Done matriculating and ready to embark on professional careers together, four former collegiate stars differing in age and backgrounds posed for a photograph at the Travelers Championship two weeks ago.
Standing side by side, their arms latched together, that captured image just might link Matthew Wolff, Viktor Hovland, Collin Morikawa and Justin Suh forever, no matter where their separate careers now take them.
On Saturday, those very young careers took Wolff and Morikawa to the top of the inaugural 3M Open’s leaderboard, where the 2019 NCAA individual champion and the former Cal star are tied with five-time tour winner Bryson DeChambeau at 15 under par.
They lead Wyndham Clark and Adam Hadwin by one shot and Japanese star Hideki Matsuyama, Charles Howell III and former Minnesotan Troy Merritt by two.
The highest-placed major champion on the leaderboard is 1996 British Open winner and Alexandria, Minn.- raised Tom Lehman, tied for 27th after shooting three rounds in the 60s.
Just 20, Wolff followed 62s posted Thursday by first-round leader Scott Piercy and Friday by second-round leader DeChambeau with his own Saturday on a TPC Twin Cities course that again played mostly soft without a typical blustery Blaine breeze for a third consecutive day.
Wolff did so with a twitchy swing and booming distance that playing partner Tom Lehman — three times Wolff’s age — likened to the debut of a guy named John Daly, not for similar styles but the same kind of flexible swing and “jaw-dropping” length.
“Every time I play with somebody, it’s a different swing than mine,” Wolff said when asked about playing alongside Lehman’s compact swing.
Wolff came from eight shots back on a day when leader DeChambeau birdied his first and last hole but failed to make another in between.
Nearly an hour after play ended, he was the only player out on the range.
“I didn’t play that bad,” DeChambeau said. “I just couldn’t get any momentum. People say I’m a little slow and tedious. For me, it was monotonous and it was disgusting. I didn’t like it. Yuck.”
Wolff, meanwhile, made 10 birdies, six consecutively starting at the par-4 fifth.
All four former collegiate stars are playing this week on sponsor’s exemptions, and all four made the cut. Suh is a Californian (via USC) tied for 68th, and Norwegian/2018 U.S. Amateur champ Hovland is 9 under and six shots off the lead.
Wolff is the youngest, having left college after his sophomore year. Oklahoma State teammate Hovland did so after his junior season. Morikawa and Suh graduated after four years.
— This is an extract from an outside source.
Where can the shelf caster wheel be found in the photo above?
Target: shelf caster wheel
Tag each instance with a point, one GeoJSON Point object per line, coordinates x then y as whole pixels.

Morikawa made eight birdies Saturday, with just one bogey, and is in the lead in only his fourth professional event.
“It is cool,” the 22-year-old said about all four turning pro together. “You know, who knows where this is going to take us? … This is awesome to be out here. This is what we’ve always wanted, to be in this position. … Who knows what paths we’re all going to take? It’s so early on, but it’s good to see all of us playing well.”
Lehman took a close look Saturday at Wolff’s swing, an experience he called the “Matthew Wolff Show.” He met Hovland for the first time Tuesday and hadn’t yet met the other two, but knows all four very well could shape the PGA Tour’s future.
“It’s a different ballgame out here with the style of play, but it’s fun to watch,” Lehman said. “It’s fun to see how gifted they are. It takes a lot of talent to swing that hard and hit a ball that far and hit it that straight.”
Morikawa finished 14th at the Canadian Open, 35th at the U.S. Open and 36th at Travelers. Hovland tied for 13th last week in Detroit at the Rocket Mortgage Classic. Suh missed the cut in his first two pro events before making one this week. Wolff missed last week’s Friday cut and Saturday’s secondary cut the week before.
“I knew we were all capable of really good golf when we’re on our games,” Hovland said. “I’m not surprised to see them doing really well this week. Good golf is good golf.”
A 10-year tour pro, Hadwin was asked if he’s surprised two golfers who just turned pro are pushing the lead after Day 3.
“Not really, not anymore,” he said. “You’ve been seeing it for so many years now. The last five, six years, guys come straight of college and have no fear. Certainly, not surprised they’re up there and, you know, I’m going to go try and chase them down tomorrow.”
DeChambeau said he doesn’t expect a fourth consecutive 62, at least not from the leaders.
“Maybe, you never know, right?” he asked. “All I know is there is going to be some pressure. … I’ve won a couple times out here, I know how to get it done. Doesn’t mean I’m going to get it done, just means that I know what to do.”